Pleading the Fifth

December 2, 1999

Growing up in New York in the 1950s, the closest I came to an animal rights' issue was to order my cheeseburger medium-well rather than rare. Truth be known, Gregory Peck, playing Captain Ahab in the Walt Disney movie "Moby Dick" convinced me that harpooning a whale was the shortest route to manhood this side of John Wayne.

My father's influence - he would order a steak when we ate out by telling the waiter "show it a match and drive it in here" - didn't foster much concern about species going extinct in the rain forest. And my uncle, a New York cop, would talk about the "crazies" who threw paint on fur coats as if they were aliens from another planet.

Baby, I've come a long way.

Extinction is no longer a word I equate with the Dodo. I've seen and photographed endangered species. Paint-throwing animal-rights fundamentalists may be "crazies," but I share their point that intelligence and emotion are not something two-legged critters monopolize.
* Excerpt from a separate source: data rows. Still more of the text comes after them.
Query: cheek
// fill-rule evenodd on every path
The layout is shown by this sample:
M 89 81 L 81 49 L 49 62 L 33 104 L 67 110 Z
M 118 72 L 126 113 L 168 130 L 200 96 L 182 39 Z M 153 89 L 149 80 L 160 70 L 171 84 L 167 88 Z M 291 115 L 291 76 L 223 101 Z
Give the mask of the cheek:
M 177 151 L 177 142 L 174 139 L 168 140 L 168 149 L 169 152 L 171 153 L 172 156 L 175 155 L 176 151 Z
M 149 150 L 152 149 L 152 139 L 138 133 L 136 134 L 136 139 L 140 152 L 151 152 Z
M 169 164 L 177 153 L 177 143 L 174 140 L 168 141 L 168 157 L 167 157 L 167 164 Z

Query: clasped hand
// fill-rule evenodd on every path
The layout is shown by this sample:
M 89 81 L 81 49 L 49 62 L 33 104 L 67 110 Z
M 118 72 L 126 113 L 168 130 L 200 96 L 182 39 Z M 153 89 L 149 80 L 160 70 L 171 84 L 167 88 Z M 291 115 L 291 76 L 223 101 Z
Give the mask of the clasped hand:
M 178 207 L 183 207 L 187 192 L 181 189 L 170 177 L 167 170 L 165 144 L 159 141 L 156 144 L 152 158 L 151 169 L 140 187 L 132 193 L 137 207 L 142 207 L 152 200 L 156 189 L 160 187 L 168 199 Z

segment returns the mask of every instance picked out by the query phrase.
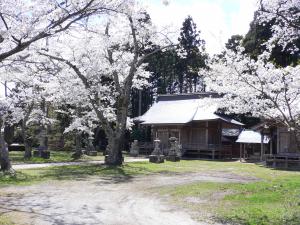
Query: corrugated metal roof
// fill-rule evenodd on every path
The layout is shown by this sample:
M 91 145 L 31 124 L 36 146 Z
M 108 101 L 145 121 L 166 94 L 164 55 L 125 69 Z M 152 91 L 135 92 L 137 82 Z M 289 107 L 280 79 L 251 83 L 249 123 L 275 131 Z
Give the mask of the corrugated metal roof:
M 186 124 L 191 121 L 223 120 L 244 125 L 215 114 L 218 107 L 210 98 L 158 101 L 144 115 L 136 118 L 142 124 Z
M 185 124 L 192 121 L 199 99 L 159 101 L 139 117 L 142 124 Z
M 264 136 L 264 144 L 268 144 L 270 139 Z M 238 139 L 236 140 L 237 143 L 253 143 L 253 144 L 260 144 L 261 143 L 261 134 L 259 132 L 253 130 L 243 130 Z

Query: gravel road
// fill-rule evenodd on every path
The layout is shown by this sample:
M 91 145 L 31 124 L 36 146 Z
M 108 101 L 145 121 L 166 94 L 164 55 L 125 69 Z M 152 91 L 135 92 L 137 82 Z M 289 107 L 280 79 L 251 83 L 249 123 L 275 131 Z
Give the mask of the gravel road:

Brad Knickerbocker's riveting article (right) about the evolving legal rights of animals examines how far all of us have come - and how much further we're likely to go - as we consider our role as top of the food chain among some 10 million to 13 million species on planet Earth. I trust readers will find our coverage helps them cut through the sound bites, showmanship, and blatant ideology on display about animal-rights issues in Seattle this week at the World Trade Organization meeting.

William Wordsworth, in musing why we love another human being, says it's because we recognize "A Being breathing thoughtful breath." That same recognition now connects me to the reality of many animals.